Voluntary accidental death and dismemberment insurance is often called AD&D insurance. It is not ordinary life insurance and it is not related to health insurance. It is a supplemental kind of insurance coverage that pays its benefits in the event of death or certain permanent physical impairments as the result of an accident.
When an employer offers insurance programs in which an employee can elect to enroll, these beyond-the-basic offerings are often called voluntary insurance programs. These programs, offered as an adjunct to subsidized insurance and paid for by the employee, help round out the employee benefit package. In many instances, companies offer such programs to employees and include their enrolled dependents.
Accidental death coverage is life insurance that pays only in the event of death from accidental causes. The insurance pays an enrolled person’s beneficiary if the insured person dies in an accident. The insurance pays a benefit to the enrolled individual if a covered dependent dies in an accident.

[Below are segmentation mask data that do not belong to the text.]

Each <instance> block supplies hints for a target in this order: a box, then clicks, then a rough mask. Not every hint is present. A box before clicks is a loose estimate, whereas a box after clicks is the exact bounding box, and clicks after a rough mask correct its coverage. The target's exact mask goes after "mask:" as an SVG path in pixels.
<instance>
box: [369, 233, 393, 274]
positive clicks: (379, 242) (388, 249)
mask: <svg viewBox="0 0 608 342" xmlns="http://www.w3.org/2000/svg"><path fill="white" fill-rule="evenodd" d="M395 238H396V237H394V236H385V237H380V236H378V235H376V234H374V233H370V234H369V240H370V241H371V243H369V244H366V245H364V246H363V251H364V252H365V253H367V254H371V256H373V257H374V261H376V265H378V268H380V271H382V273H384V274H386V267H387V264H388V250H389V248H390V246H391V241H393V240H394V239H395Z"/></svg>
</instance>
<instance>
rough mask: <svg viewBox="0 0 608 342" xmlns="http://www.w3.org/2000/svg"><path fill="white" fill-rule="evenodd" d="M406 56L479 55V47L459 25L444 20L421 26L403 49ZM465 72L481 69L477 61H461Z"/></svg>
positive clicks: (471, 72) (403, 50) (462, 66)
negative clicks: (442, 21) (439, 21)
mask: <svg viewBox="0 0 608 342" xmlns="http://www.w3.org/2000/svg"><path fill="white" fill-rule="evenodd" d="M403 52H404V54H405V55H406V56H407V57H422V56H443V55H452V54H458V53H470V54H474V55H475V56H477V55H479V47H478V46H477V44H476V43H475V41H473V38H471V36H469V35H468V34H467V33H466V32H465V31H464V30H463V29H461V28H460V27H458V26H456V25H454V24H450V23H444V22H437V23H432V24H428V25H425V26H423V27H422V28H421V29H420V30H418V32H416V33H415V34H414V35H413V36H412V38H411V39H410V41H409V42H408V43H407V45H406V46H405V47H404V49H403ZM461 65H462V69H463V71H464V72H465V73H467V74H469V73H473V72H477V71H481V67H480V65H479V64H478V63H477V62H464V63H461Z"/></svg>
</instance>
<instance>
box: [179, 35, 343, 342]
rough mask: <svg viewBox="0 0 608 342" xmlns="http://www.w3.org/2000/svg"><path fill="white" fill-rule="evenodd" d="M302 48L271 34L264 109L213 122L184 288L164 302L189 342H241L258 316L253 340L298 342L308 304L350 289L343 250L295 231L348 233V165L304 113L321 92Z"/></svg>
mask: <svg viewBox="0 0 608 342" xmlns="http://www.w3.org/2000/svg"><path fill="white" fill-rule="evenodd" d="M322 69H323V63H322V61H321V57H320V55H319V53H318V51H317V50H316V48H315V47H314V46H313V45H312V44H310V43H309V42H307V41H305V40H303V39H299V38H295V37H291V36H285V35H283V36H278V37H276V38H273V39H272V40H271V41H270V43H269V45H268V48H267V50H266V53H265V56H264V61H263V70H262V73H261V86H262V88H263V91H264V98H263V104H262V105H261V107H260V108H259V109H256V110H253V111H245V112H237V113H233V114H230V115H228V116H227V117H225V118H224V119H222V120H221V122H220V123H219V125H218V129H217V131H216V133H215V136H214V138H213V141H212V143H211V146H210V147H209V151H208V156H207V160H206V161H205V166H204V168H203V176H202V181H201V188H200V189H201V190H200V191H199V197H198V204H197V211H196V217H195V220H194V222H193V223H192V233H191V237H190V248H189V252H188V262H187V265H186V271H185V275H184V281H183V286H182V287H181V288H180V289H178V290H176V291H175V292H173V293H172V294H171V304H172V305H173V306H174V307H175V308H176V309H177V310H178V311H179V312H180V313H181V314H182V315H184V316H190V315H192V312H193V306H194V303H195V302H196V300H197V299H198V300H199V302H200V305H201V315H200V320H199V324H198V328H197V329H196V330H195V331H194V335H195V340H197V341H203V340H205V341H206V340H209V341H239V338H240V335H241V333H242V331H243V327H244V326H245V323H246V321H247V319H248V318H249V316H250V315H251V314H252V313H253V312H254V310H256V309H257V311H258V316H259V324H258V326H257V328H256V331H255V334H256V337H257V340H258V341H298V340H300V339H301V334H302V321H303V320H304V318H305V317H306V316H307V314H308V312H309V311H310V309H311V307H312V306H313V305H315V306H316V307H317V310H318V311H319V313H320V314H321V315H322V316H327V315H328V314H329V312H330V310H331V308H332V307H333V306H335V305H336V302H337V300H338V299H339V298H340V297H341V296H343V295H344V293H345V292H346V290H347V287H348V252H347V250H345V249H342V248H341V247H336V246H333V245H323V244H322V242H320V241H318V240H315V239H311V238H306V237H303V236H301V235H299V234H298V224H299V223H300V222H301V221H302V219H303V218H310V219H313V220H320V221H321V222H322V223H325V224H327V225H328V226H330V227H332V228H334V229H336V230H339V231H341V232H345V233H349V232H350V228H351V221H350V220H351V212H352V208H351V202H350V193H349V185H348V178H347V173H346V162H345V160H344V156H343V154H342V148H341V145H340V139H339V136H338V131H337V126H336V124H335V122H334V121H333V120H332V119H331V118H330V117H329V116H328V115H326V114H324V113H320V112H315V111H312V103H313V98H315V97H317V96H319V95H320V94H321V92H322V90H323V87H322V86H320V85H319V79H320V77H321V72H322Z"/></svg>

Covered accidental death usually includes accidents that occur anywhere, including during travel and pay in addition to any other coverage the enrolled person might have. It is important to read and understand the terms and exclusions of the insurance to know what is and is not covered.
The policy provisions spell out what constitutes accidental dismemberment. Often, the dismemberment benefit will pay a portion of the accidental death benefit for accidents in which the enrolled person or enrolled dependent would suffer the loss of any or all limbs, be paralyzed, lose sight, hearing, speech or specific combinations of injuries that inhibit mobility and activities of daily living. As with accidental death insurance, the person enrolling should understand the terms, limitations and exclusions of the insurance.
Some voluntary AD&D insurance plans have additional coverages that may be attractive to plan purchasers. One of these is known as accelerated death benefit. If the insured person is diagnosed with disease that limits his life expectancy to a year or less, in other words if he has a terminal illness, he can receive some of the life insurance benefit during his lifetime. The balance of the benefit is paid to his beneficiary after his death.
Another benefit available in some states is called an education benefit. It pays an amount of the insured person's life insurance benefits toward a dependent's college education for a limited amount of time if the insured person dies in an accident while he is covered by the plan.
Other options may include paying an additional amount if the insured person dies in an auto accident while wearing a seat belt. Still another pays for the repatriation of remains if the insured person dies far from home.